De auto is al sinds de avond geladen. Water, laarzen, handschoenen en een paar flessen Sangiovese. We kunnen niet met lege handen naar Galliano Park komen. We voelen ons bijna schuldig, we zijn bang om te ergeren, maar het hart zegt om te gaan. De fabriek staat aan de Via Emilia. Het eerste wat we zien bij de ingang van het overstroomde gebied is een spandoek “Noem ons geen engelen van de modder maar wie burdèl de paciug” (kinderen van de modder, red) in Cesena. We gaan verder richting Forlimpopoli en bij de uitgang van de stad een poort met het opschrift Galliano-park.
Van buitenaf besef je de situatie niet, maar na een paar honderd meter is een moeilijk tafereel niet meer te vergeten. Vlakbij de baan is een meertje, maar hij begrijpt niet waar het meer eindigt en waar de baan begint. Het circuit is helemaal niet zichtbaar.
Het is 9.30 uur in de ochtend en Manuel Fantini, eigenaar van de plant samen met zijn ouders, verwelkomt ons met een knuffel. Hij draagt een Ferrari-T-shirt, een strohoed, een donkere bril om zichzelf te beschermen tegen de zon maar ook tegen emoties, om niet die tranen van emotie te tonen die er soms uit gluren. Manuel is al sinds het ochtendgloren op, tegenwoordig werkt hij 20 uur per dag: Galliano is voor hem veel meer dan zijn werk, het is zijn leven. Hij is een superliefhebber van motoren, een Romagna-doc die niet opgeeft. Met hem zijn vader en vele vrienden en vrijwilligers. Sommigen komen uit Biella, sommigen uit Veneto, velen uit Romagna.
We gaan op de tenen naar binnen, maar alleen in metaforische zin omdat de laarzen hoog boven de enkels direct onder water staan. Ja, we hadden laarzen moeten hebben, maar het was moeilijk voor te stellen dat er tien dagen na de overstroming nog zoveel water was.
Vrijwilligers ruimen de bar en het restaurantgedeelte op waar de fietsen geparkeerd stonden, in de hoop ze te kunnen redden. Het appartement waar Manuel met zijn ouders woonde is al leeggehaald. Er is absoluut niets meer over. Buiten een hoop puin: wasmachine, matrassen, herinneringen aan je leven. Helaas waren de muren in het appartement van gipsplaat en zelfs de muren moeten worden weggegooid. Alleen de badkamers blijven over. Onder de vele jonge vrijwilligers hoop voor de toekomst. Sommigen zijn motorliefhebbers, anderen niet. Ik ben hier gewoon om te helpen “Ik wil ze allemaal uit de grond van mijn hart bedanken – zegt Manuel Fantini– ze zijn fantastisch, ik weet niet wat ik zou doen zonder hen en zonder de vele vrienden die ons op alle mogelijke manieren helpen”.
Het werk van de vrijwilligers laat je ogen stralen. Ze werken met een glimlach, onder de zon, niemand klaagt, niemand is moe. We proberen zoveel mogelijk te besparen, maar de meeste dingen eindigen op de puinhoop omdat het ingewikkeld en duur zou zijn om te repareren. Borden en glazen zitten zo onder de modder dat het wel archeologische vondsten lijken. Je bewaart een paar kopjes, een paar herinneringen, die in een hoek staan te wachten om schoongemaakt te worden.

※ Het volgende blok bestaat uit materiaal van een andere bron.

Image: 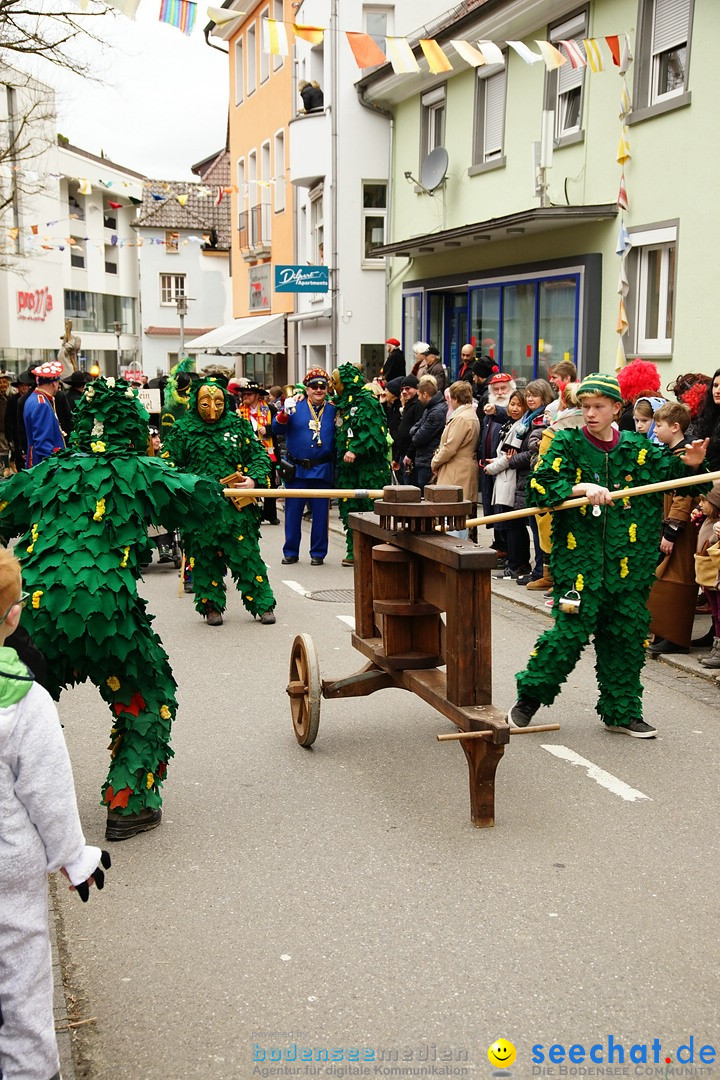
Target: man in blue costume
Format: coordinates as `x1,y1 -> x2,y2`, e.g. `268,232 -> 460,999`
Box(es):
273,367 -> 335,566
23,360 -> 65,469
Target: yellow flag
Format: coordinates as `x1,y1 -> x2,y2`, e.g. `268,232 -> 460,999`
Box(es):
450,39 -> 488,67
583,38 -> 604,72
293,23 -> 325,45
262,18 -> 289,56
385,38 -> 420,75
535,38 -> 567,71
420,38 -> 452,75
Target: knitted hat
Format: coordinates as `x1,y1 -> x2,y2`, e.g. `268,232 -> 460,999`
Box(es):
578,372 -> 623,402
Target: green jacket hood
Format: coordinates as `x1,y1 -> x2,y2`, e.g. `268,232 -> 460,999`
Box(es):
0,645 -> 33,708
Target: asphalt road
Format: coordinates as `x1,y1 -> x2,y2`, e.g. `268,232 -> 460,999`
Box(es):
55,518 -> 720,1080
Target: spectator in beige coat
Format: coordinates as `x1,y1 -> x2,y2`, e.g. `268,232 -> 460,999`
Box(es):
432,380 -> 480,539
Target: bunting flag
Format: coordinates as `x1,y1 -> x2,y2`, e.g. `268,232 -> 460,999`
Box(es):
108,0 -> 140,18
207,8 -> 247,26
477,41 -> 505,64
345,30 -> 386,68
583,38 -> 604,73
420,38 -> 452,75
535,39 -> 568,71
293,23 -> 325,45
450,39 -> 488,67
507,41 -> 543,64
262,18 -> 289,56
604,33 -> 620,67
616,124 -> 633,165
160,0 -> 198,33
560,41 -> 587,68
385,38 -> 420,75
615,221 -> 633,255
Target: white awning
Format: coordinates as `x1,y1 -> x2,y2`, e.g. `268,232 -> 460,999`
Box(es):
185,315 -> 285,356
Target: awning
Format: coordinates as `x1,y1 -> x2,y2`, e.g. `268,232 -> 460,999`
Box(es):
185,315 -> 285,356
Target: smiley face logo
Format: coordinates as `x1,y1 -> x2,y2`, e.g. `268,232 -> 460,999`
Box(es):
488,1039 -> 516,1069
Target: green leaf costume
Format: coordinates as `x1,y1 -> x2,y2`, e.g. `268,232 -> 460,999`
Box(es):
162,378 -> 275,616
516,429 -> 708,726
332,364 -> 391,558
0,379 -> 223,814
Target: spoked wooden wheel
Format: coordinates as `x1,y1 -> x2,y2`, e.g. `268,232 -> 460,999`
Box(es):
287,634 -> 321,746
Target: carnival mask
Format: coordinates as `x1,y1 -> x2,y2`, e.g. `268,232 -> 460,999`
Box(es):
198,387 -> 225,423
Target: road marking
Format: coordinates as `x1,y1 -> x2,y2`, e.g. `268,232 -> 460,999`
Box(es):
283,581 -> 310,596
541,743 -> 652,802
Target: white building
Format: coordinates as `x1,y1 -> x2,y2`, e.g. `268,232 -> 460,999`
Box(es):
289,0 -> 445,375
0,68 -> 142,374
134,150 -> 232,378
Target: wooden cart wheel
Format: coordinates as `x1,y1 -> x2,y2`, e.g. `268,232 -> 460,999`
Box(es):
286,634 -> 321,746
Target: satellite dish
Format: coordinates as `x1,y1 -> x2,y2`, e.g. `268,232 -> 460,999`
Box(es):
420,146 -> 449,194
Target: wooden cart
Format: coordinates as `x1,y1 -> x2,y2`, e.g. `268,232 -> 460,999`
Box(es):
287,486 -> 558,827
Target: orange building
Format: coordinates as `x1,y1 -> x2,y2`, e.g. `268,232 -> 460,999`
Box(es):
213,0 -> 295,386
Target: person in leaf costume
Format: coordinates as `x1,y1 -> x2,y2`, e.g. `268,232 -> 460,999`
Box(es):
332,364 -> 391,566
0,379 -> 225,840
162,376 -> 275,626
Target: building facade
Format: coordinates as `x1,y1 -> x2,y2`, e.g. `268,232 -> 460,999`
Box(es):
358,0 -> 703,381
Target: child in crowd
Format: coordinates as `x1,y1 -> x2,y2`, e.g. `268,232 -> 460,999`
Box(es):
648,402 -> 699,656
485,390 -> 530,578
695,483 -> 720,667
508,374 -> 708,739
633,397 -> 665,445
0,549 -> 110,1080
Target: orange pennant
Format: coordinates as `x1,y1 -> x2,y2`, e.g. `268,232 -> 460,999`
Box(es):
345,30 -> 386,67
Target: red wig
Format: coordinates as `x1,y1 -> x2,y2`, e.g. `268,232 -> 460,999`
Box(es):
617,360 -> 660,402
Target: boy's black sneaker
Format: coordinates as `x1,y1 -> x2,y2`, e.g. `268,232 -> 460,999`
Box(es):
604,720 -> 657,739
507,698 -> 542,728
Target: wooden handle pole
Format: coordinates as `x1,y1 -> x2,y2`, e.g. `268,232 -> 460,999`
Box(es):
435,724 -> 560,742
222,487 -> 385,499
465,472 -> 720,528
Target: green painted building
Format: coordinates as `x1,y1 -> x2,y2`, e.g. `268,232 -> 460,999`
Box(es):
357,0 -> 708,382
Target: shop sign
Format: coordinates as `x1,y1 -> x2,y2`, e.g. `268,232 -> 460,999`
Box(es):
17,285 -> 53,322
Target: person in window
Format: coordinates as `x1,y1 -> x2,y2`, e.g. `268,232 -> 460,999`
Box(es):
298,82 -> 325,112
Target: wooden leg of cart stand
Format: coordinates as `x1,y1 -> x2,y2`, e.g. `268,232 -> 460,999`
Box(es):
460,739 -> 505,828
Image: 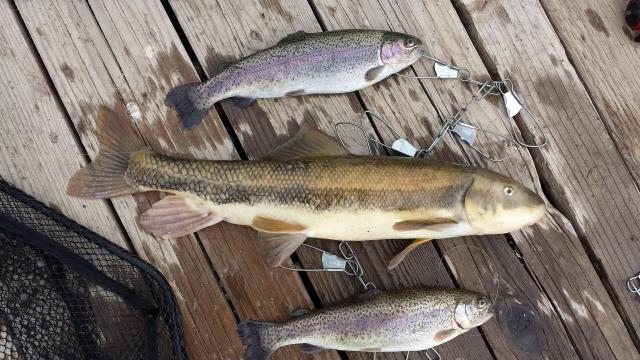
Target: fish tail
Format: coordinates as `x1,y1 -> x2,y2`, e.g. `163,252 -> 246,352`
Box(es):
238,320 -> 279,360
164,83 -> 209,129
67,106 -> 147,199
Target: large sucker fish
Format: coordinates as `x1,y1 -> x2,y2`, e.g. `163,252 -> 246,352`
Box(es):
165,30 -> 424,128
67,109 -> 545,267
238,289 -> 493,360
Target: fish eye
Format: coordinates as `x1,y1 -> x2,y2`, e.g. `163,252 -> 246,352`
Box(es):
404,38 -> 416,48
504,185 -> 513,196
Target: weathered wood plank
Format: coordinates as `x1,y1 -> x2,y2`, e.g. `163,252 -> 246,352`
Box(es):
17,1 -> 241,358
314,0 -> 634,358
170,0 -> 491,359
452,0 -> 640,352
20,1 -> 336,358
0,1 -> 128,248
532,0 -> 640,336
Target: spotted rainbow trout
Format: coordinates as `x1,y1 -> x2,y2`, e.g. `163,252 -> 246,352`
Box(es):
67,109 -> 545,267
238,289 -> 493,360
165,30 -> 423,128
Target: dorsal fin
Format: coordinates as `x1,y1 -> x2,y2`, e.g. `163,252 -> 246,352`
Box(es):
278,30 -> 307,44
266,120 -> 350,160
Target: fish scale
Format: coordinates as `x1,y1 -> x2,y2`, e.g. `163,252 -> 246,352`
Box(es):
165,30 -> 424,128
127,152 -> 474,211
238,289 -> 493,359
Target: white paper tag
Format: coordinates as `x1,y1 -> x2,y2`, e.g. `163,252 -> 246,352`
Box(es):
433,62 -> 458,79
502,91 -> 522,117
322,252 -> 347,271
391,138 -> 418,157
451,122 -> 476,145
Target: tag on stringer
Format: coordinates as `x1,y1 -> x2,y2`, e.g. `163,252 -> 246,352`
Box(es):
322,251 -> 347,271
451,122 -> 477,145
502,91 -> 522,118
391,138 -> 418,157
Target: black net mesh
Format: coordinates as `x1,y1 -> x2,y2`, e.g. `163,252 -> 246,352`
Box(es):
0,180 -> 185,360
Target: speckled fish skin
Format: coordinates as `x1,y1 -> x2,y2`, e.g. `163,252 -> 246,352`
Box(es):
166,30 -> 423,128
201,30 -> 419,103
238,289 -> 493,360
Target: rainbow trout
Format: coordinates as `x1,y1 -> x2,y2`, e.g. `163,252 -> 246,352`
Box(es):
67,111 -> 545,267
165,30 -> 424,128
238,289 -> 493,360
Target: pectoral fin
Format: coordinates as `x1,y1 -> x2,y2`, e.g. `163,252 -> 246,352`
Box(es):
387,239 -> 431,270
284,89 -> 306,96
258,232 -> 307,267
393,218 -> 458,231
364,66 -> 384,81
138,194 -> 222,238
267,121 -> 350,160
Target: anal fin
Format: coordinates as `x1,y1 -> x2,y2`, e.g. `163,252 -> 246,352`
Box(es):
387,239 -> 431,270
258,231 -> 307,267
251,216 -> 305,233
138,194 -> 222,238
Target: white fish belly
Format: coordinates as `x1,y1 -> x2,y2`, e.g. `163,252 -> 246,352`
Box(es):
212,204 -> 471,241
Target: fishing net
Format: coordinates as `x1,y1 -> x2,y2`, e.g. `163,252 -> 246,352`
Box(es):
0,180 -> 185,360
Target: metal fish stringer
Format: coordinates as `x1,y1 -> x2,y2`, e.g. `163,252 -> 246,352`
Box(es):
397,55 -> 547,162
335,110 -> 419,157
627,273 -> 640,296
280,241 -> 376,290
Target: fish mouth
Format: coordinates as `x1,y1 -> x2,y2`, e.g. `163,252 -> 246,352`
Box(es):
476,310 -> 495,326
409,47 -> 425,64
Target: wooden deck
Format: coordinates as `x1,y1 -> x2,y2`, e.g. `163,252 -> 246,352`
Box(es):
0,0 -> 640,360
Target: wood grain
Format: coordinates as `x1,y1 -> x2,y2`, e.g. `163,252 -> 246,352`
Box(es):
170,0 -> 491,359
20,1 -> 336,359
458,1 -> 640,357
313,0 -> 635,358
0,1 -> 128,248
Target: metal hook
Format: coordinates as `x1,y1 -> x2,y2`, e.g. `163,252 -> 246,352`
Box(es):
627,273 -> 640,295
335,110 -> 418,157
396,55 -> 471,81
502,87 -> 548,148
280,241 -> 376,290
280,244 -> 354,276
424,348 -> 442,360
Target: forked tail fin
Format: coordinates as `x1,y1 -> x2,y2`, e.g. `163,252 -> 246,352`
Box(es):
67,106 -> 146,199
164,83 -> 209,129
238,320 -> 278,360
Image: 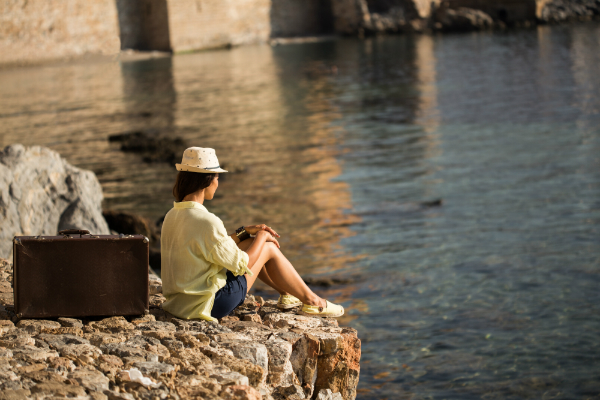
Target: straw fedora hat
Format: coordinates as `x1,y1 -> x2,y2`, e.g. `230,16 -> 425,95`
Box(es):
175,147 -> 227,174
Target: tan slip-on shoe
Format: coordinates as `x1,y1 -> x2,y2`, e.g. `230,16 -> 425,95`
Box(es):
298,300 -> 344,317
277,294 -> 302,310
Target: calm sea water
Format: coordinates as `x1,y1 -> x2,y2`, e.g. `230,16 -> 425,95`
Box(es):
0,24 -> 600,399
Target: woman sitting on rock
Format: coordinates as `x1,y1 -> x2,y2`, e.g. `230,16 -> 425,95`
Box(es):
161,147 -> 344,321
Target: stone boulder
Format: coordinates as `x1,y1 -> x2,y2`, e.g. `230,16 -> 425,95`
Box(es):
539,0 -> 600,23
0,144 -> 110,259
436,7 -> 494,32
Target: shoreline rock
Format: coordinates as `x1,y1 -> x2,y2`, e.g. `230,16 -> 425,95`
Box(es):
0,259 -> 361,400
0,144 -> 109,258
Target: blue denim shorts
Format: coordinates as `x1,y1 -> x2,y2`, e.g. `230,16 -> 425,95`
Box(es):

Het lijkt paradoxaal maar stromend water is schaars en met weinig kracht en is een verdere rem. Maar de echte kracht is de onbaatzuchtigheid van de vrijwilligers. En rond het middaguur zie je de hele verdieping in het restaurantgedeelte: die is leeggehaald. Dan komen er rugbyspelers om de zwaarste dingen zoals de koelkast mee te nemen.
In de loop van de ochtend hebben de vrijwilligers alle motoren buiten gezet. “Motorfietsen zijn als kinderen voor mij en laten we eens kijken wat er gered zal worden. De jongens waren eng, ze deden het allemaal in één ochtend. De modder op de baan begint op te drogen en misschien kunnen we het met de hand schoonmaken zonder zoveel graafmachines, dan hebben we veel vrijwilligers nodig, dan laat ik het je weten via de sociale kanalen van Galliano Park. Iedereen die de baan schoonmaakt, zal zijn naam bij de ingang kunnen zetten, dus er zullen ook jongens zijn die aan de slag gaan. Als Italië zo reageert, is er over een paar weken weer gas! Bedankt bedankt bedankt!”.